While the postpaid mobile phone service was restored in the valley on October 14 last year after remaining suspended for 72 days, the prepaid mobile service is still blocked.
Banihal, which houses the Jawahar Tunnel, known as the gateway to Kashmir - is just 110 kilometres from Srinagar and a two-hour journey by train.
"Over half a dozen internet cafes are functional in the town and many telecom service providers are having good business, mostly because of the heavy rush of students, employment seekers, businessmen and professionals from the valley," Danish Muzaffar, a local, told PTI.
He said since the train arrives from Kashmir at 10.30 am and departs at 3.15 pm daily, majority of the visitors return the same day but many prefer to stay overnight to complete their work, also boosting the business of hotel and restaurant.
"Due to the heavy rush of the customers at the internet cafes, we sometimes are unable to file our reports in time. The rush increased manifold after the resumption of the train service," Muzaffar said.
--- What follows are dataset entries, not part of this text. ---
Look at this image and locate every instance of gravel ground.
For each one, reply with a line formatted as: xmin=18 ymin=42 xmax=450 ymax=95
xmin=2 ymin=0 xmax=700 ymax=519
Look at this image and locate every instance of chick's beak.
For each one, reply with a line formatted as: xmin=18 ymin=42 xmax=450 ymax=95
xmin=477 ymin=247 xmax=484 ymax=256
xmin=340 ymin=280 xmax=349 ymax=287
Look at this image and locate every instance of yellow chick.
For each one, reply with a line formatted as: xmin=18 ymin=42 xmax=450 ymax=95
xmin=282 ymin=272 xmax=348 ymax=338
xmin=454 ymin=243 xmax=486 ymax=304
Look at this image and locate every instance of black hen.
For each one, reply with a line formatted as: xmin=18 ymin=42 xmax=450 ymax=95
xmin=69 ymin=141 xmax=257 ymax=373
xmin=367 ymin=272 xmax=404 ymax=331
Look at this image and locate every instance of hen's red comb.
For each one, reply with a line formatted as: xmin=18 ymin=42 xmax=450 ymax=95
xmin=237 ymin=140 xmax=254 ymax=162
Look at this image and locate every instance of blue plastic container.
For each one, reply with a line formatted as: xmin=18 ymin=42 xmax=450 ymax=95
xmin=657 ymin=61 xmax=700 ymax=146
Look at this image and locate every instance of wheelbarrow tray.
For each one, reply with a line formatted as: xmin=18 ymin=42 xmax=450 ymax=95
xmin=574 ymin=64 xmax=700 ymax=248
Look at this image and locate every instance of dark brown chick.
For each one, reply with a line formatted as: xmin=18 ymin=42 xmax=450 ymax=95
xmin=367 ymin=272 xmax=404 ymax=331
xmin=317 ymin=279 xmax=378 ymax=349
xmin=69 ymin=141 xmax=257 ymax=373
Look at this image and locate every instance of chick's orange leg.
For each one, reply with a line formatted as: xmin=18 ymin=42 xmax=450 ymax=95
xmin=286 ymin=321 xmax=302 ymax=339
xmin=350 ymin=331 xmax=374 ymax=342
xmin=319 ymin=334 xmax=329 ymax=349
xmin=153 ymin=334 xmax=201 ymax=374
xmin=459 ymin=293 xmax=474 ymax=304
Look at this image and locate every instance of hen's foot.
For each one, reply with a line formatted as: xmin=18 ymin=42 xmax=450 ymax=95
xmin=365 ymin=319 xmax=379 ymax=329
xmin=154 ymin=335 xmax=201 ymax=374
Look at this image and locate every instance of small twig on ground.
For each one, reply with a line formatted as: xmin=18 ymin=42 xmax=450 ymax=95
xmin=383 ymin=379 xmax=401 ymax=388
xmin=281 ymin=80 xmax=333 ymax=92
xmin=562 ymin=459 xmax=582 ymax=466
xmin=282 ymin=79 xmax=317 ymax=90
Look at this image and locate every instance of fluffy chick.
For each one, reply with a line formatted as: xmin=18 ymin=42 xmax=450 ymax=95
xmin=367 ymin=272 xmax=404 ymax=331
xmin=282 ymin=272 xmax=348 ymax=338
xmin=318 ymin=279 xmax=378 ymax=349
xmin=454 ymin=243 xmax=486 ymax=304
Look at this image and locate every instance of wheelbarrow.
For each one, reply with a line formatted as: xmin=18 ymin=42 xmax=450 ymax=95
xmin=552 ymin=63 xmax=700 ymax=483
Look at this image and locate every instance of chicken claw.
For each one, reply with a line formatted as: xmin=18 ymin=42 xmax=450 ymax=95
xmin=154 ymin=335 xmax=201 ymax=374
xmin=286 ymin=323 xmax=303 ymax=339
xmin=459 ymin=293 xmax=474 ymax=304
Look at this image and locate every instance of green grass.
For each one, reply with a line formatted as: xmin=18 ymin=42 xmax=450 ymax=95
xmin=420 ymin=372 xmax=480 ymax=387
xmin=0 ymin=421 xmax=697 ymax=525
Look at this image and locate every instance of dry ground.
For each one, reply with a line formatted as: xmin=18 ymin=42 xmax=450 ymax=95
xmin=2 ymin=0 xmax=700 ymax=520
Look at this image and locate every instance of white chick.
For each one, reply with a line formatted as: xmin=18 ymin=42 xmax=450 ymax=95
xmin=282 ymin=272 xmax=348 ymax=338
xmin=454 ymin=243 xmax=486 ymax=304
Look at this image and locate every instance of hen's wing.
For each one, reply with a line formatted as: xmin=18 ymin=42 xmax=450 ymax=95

Bilal Ahmad Bhat, who owns one of the internet cafes in the town, said the internet speed was a problem earlier but now it is normal and the users leave satisfied after finishing their work.
On the complaints of overcharging, Bhat said, "The customers are charged as per normal rates but since there are frequent power cuts, we have to use the generators and in such a case, the customers have to pay extra money."
The internet service in most parts of the Jammu region, where it was suspended, was restored by August end due to overall normal law and order situation.
Hotelier Manzoor Ahmad said winter usually remains a lean period for their business but this time the occupancy is around 100 per cent.
"We are doing good...the guests are staying for a night or two," he said, adding the frequent closure of the Jammu-Srinagar national highway in view of landslides sometimes adds to the pressure.
There is also a heavy rush of customers from the Valley to telecom service providers to convert their prepaid mobile SIM cards to postpaid.
Shoukat Ahmad Wani, a contractor from Srinagar, said he visited the town on Friday and utilized the internet service to upload tenders besides converted the prepaid mobile SIM card to postpaid.
"The government has set up internet touch points at different places but these are inadequate to cater to the heavy rush," he said, requesting for restoration of the internet and prepaid mobile service in Kashmir.
Farooq Ahmad Bhat, another Srinagar resident, accused the hoteliers of "overcharging".
"I used to pay Rs 700 to Rs 1,000 for a room depending on the facilities but this time they are charging between Rs 1,000 to Rs 1,500 for different categories of rooms," he said.
A police official said they have stepped up patrolling and are keeping a close vigil in the town to maintain peace.